Adam poprosił mnie, abym wychodziła z domu za każdym razem, gdy jego syn przyjeżdża do niego. W zasadzie w każdy weekend muszę się gdzieś kręcić.
Mam 31 lat. Mam własne mieszkanie, które pomogli mi kupić rodzice. Wyszłam za mąż w zeszłym roku, ale nie mam jeszcze własnych dzieci.
Mój mąż jest starszy ode mnie, już kiedyś się ożenił i został ojcem. Jest rozwiedziony od ponad roku, ale spotyka się ze swoim dzieckiem.
Powiedziałabym, że jest wzorowym niedzielnym tatą. Po ślubie zamieszkaliśmy u mnie. Ponieważ miałam dwupokojowe mieszkanie, dla wszystkich starczyło miejsca.
Syna męża traktowałam normalnie, nie wtrącałam się w ich komunikację i nie zwracałam na siebie uwagi.
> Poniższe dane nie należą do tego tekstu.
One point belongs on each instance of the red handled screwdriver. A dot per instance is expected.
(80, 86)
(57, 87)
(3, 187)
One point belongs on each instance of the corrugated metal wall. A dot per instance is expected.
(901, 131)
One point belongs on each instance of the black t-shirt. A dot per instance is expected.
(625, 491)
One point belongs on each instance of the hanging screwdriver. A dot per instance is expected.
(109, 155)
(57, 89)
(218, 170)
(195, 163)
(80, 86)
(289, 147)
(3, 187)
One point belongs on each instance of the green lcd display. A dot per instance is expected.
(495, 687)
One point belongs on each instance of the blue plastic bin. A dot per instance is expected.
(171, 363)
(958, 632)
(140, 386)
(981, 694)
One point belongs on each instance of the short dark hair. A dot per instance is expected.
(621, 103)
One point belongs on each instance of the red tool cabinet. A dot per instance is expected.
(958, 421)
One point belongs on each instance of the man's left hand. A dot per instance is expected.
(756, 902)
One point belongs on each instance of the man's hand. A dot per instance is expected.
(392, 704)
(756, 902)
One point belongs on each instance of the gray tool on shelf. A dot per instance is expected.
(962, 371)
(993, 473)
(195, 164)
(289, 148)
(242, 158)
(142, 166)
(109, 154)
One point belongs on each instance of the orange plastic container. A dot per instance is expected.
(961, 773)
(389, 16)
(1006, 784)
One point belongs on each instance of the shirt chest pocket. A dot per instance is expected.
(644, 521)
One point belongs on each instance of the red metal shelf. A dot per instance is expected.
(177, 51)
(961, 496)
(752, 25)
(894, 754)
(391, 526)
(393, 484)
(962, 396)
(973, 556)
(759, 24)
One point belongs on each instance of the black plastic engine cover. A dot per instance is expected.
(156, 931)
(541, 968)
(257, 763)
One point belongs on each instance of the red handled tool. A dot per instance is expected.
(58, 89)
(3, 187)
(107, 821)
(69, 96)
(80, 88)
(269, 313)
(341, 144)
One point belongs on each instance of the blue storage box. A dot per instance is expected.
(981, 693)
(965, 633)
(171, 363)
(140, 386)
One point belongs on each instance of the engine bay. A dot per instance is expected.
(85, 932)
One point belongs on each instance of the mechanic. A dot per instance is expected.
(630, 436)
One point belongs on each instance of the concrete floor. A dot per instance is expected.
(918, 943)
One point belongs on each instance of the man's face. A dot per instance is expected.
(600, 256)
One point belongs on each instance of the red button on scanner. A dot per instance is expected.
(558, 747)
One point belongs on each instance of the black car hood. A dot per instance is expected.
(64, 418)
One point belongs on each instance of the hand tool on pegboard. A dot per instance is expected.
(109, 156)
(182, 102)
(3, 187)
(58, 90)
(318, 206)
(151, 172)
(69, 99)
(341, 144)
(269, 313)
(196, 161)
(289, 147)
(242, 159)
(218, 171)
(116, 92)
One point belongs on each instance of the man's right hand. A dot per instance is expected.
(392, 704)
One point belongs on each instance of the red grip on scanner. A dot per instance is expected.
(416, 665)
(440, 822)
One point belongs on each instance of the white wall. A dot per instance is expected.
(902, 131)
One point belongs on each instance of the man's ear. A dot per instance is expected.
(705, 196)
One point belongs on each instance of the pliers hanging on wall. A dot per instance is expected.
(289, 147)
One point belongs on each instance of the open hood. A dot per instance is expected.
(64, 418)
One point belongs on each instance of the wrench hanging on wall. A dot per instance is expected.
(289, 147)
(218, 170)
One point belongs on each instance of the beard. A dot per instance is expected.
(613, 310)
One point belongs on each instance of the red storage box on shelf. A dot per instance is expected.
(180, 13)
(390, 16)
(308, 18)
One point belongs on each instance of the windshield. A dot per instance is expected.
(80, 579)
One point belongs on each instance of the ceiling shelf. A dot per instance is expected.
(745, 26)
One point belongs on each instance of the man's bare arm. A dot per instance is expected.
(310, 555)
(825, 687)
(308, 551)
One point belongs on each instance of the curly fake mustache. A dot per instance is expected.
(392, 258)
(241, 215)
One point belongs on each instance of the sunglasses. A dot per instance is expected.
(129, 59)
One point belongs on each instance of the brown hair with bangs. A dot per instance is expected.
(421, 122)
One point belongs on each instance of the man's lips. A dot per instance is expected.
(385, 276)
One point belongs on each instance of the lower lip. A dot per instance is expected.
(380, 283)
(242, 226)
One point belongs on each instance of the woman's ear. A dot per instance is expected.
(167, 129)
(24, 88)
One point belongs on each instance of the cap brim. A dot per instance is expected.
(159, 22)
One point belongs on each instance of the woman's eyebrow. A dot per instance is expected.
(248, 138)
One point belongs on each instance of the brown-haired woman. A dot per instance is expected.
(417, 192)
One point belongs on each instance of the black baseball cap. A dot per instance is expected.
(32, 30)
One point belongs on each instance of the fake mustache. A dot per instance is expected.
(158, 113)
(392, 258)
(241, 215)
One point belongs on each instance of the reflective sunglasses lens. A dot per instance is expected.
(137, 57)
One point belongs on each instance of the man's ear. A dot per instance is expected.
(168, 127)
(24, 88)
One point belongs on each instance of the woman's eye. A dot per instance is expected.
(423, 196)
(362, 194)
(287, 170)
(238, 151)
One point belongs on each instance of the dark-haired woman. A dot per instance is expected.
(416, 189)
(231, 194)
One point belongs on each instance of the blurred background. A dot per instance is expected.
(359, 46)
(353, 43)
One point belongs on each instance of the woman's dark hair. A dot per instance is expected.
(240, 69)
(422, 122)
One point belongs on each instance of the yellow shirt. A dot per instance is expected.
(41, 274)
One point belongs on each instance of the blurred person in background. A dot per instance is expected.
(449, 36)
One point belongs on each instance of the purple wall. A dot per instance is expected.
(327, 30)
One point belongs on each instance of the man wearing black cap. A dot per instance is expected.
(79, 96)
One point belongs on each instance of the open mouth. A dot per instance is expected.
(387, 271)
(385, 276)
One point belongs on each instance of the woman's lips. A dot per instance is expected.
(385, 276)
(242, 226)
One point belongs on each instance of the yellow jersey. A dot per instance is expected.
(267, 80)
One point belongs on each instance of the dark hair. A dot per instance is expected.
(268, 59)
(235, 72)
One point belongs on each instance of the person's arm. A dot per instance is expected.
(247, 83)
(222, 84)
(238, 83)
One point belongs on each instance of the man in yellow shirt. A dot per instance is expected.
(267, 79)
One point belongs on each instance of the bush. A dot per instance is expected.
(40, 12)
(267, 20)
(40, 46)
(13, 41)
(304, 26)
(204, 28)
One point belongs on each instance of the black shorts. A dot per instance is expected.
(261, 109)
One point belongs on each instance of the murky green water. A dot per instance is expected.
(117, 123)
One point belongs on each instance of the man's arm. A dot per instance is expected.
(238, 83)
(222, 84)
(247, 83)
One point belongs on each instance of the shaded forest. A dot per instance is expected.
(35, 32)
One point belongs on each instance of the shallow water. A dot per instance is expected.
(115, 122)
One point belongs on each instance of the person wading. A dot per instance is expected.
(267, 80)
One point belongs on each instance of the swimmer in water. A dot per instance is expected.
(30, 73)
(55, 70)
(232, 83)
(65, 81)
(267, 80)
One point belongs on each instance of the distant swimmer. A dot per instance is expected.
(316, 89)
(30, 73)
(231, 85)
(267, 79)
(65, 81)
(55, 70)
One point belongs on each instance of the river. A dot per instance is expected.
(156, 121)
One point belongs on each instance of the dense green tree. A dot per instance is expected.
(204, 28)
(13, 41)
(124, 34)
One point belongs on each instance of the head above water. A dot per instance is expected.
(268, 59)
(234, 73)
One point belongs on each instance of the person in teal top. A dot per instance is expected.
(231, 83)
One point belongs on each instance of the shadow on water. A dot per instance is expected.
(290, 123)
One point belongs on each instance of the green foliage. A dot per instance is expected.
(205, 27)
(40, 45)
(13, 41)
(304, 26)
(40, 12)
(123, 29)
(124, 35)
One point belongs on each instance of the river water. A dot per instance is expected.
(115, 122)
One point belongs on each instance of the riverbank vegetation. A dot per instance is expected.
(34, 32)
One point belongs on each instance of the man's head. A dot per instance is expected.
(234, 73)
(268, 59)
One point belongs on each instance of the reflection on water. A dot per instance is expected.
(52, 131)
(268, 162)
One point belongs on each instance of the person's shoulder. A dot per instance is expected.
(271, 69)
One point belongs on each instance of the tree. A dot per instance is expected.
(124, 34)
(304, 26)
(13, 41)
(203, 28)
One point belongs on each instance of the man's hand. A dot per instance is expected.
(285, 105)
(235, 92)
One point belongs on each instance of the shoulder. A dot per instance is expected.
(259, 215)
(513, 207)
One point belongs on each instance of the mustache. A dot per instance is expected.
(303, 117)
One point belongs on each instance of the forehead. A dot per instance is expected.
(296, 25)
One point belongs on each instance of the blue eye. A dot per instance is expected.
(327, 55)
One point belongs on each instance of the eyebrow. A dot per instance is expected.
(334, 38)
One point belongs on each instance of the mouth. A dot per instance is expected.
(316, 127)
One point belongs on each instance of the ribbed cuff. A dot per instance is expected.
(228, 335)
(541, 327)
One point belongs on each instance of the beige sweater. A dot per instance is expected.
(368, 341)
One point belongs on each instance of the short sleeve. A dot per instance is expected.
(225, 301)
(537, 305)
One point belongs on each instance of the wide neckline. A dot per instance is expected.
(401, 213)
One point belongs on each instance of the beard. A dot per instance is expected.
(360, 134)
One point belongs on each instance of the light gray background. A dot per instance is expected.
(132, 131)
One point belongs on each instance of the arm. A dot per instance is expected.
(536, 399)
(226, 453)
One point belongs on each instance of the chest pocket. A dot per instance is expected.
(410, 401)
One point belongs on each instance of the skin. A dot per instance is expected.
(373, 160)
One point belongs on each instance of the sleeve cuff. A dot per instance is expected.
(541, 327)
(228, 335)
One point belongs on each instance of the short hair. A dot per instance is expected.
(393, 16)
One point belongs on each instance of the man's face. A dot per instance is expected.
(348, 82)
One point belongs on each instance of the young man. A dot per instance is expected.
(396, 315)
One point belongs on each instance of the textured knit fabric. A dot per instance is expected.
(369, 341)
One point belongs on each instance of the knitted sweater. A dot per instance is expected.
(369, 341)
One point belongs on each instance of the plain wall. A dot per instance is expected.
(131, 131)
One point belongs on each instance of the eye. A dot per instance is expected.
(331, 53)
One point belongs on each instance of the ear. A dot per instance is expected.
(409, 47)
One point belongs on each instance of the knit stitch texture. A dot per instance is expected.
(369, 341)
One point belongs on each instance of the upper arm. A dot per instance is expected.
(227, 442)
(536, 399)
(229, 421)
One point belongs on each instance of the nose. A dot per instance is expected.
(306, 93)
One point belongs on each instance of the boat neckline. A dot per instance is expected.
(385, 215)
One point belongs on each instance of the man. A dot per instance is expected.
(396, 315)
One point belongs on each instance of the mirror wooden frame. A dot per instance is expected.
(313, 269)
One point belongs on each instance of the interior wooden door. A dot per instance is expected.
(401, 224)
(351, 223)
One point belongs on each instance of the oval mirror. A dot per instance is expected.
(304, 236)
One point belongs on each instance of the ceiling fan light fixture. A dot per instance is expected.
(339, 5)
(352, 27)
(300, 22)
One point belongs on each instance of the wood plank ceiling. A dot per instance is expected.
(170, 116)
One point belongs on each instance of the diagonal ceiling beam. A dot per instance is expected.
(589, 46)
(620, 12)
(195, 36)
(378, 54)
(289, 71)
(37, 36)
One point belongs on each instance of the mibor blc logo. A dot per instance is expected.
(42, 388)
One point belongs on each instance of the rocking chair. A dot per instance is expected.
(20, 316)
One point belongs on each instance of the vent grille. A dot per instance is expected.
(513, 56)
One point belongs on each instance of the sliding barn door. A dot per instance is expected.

Oni zajmowali się swoimi sprawami, a ja swoimi.
Oczywiście, jeśli chłopak wykazywał inicjatywę, wspierałam rozmowę. Czasami chodziliśmy razem do zoo, kina lub kawiarni.
Przy dziecku nie całowaliśmy się, nie przytulaliśmy, bo Adam uważał, że to traumatyzuje psychikę dziecka. Trzymaliśmy się razem, cokolwiek się działo.
Do niedawna wszystko było normalnie. Jednak ostatnio była żona Adama dostała jakiegoś ataku — nagle uznała, że jej syn nie może się ze mną porozumieć.
Mój mąż powiedział mi o tym, choć nie podał powodu. Wtedy powiedział mi, że muszę wyjechać z domu na weekend, żeby mógł zobaczyć się z synem.
Zastanawiam się, gdzie będę przez dwa dni. I czy to w porządku, skoro mieszkanie jest moje? Mój mąż nie był w żaden sposób zakłopotany, myślał, że to świetna okazja, aby pojechać do swoich rodziców lub spędzić noc z koleżankami.
To świetna zabawa. Po prostu mi się to nie podoba. Oczywiście odrzuciłam tę głupią ofertę.
- Nie mogę zabrać syna na nocowanie, gdy ty jesteś w mieszkaniu! - krzyknął mój mąż.
- A ja przyzwyczaiłam się do mojego mieszkania, więc nie zamierzam mieszkać nigdzie indziej.
Mąż się na mnie obraził. Myśli, że robię to celowo, żeby zepsuć jego relacje z synem. Zbliża się weekend. Zobaczymy, jak Adam rozwiąże ten problem.